Le 30 novembre, le Comité National des DSA (Socialistes démocratiques d’Amérique, dont est membre AOC) a publié une déclaration de soutien au personnel du rail qui comportait cette phrase: «Tout membre du Congrès qui vote oui à l’accord de principe se range du côté des milliardaires et impose aux travailleurs et travailleuses du rail un contrat qui ne répond pas à leur demande pressante de jours de congé maladie payés.» Que dire alors de leurs propres membres et de leurs élu·es au Congrès qui ont voté ainsi? Ce que cette déclaration implique, et ce que les actions de la «Squad» prouvent définitivement, c’est que ces élu·es font partie de l’État capitaliste et se considèrent comme tels, comme membres de l’État qui agit pour les milliardaires et contre les intérêts de la majorité, la classe ouvrière.
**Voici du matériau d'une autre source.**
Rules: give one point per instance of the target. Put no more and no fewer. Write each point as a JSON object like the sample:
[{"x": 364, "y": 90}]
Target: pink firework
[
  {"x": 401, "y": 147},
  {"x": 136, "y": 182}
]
On ne peut pas être un ou une socialiste et un briseur ou briseuse de grève. Les DSA doivent arrêter de prétendre que la «Squad» est socialiste et leur exclusion de l’organisation devrait suivre. À défaut, la trahison de la «Squad» envers la classe ouvrière deviendra la trahison des DSA eux-mêmes.
Le danger inhérent à cette capitulation, au-delà des dommages évidents à la qualité de vie des cheminots et cheminotes, est qu’elle poussera les travailleurs et travailleuses dans les bras de la droite qui pourra se poser en alternative politique de la classe ouvrière face aux démocrates. Le fait que plus de sénateurs républicains ont voté contre l’imposition de l’accord de principe que de démocrates le démontre de manière étourdissante.
La tâche de construire une alternative de gauche et de la classe ouvrière à la politique «progressiste» du Parti Démocrate à la solde des grandes entreprises n’a jamais été aussi urgente qu’aujourd’hui.